The study presents some limitations. Among the preoperative variables, the comorbidities present were not evaluated. However, this factor does not significantly correlate with functional recovery reported in the literature [34]. Another limit is the length of follow-up. The study was aimed at early functional recovery, while a more prolonged follow-up over time may be useful in a further study to understand the role of kinesiophobia on outcomes in the medium to long term.

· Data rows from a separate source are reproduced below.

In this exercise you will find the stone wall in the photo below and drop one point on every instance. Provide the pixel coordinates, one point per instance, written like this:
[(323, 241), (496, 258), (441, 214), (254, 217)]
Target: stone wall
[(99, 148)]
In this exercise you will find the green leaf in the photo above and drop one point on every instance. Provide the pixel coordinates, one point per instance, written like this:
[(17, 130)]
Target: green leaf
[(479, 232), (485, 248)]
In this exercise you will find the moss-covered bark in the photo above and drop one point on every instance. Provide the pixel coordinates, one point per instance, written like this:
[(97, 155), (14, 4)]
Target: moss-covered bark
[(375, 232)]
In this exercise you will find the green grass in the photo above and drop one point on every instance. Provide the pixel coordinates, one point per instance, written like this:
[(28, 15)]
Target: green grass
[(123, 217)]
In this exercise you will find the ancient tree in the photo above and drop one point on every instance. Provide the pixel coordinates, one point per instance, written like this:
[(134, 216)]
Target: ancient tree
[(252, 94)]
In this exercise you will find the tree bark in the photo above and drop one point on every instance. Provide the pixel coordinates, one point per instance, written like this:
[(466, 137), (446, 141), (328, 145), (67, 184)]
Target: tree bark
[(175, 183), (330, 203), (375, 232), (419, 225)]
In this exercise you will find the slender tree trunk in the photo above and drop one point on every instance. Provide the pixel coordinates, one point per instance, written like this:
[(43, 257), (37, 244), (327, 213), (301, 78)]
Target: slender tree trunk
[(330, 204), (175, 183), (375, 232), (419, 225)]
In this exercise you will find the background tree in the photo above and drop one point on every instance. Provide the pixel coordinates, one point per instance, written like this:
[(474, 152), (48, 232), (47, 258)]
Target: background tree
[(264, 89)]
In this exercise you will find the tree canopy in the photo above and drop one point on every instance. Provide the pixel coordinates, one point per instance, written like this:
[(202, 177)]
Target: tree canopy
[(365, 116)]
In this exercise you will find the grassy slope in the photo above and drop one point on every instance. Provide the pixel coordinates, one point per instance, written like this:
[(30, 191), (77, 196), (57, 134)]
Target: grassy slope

Finally, the mean ILOA score (16.6 with SD 6.5) from which we started to calculate the sample size of 200 patients, was lower than the mean score that emerged from the study (19.5 with DS 8.3). The studied sample of 269 patients was, however more than originally expected and this allowed us to obtain stable results.

Conclusion

Based on our findings, early functional performance after hip replacement surgery was not correlated with the level of preoperative kinesiophobia. Three significant factors that describe a population more at risk of not achieving optimal functional performance are older age, female gender, and higher BMI. It is important to take these risk factors into consideration when planning both surgery and rehabilitation approach. In the preoperative phase, patients with high levels of kinesiophobia exhibit more impaired preoperative functional ability.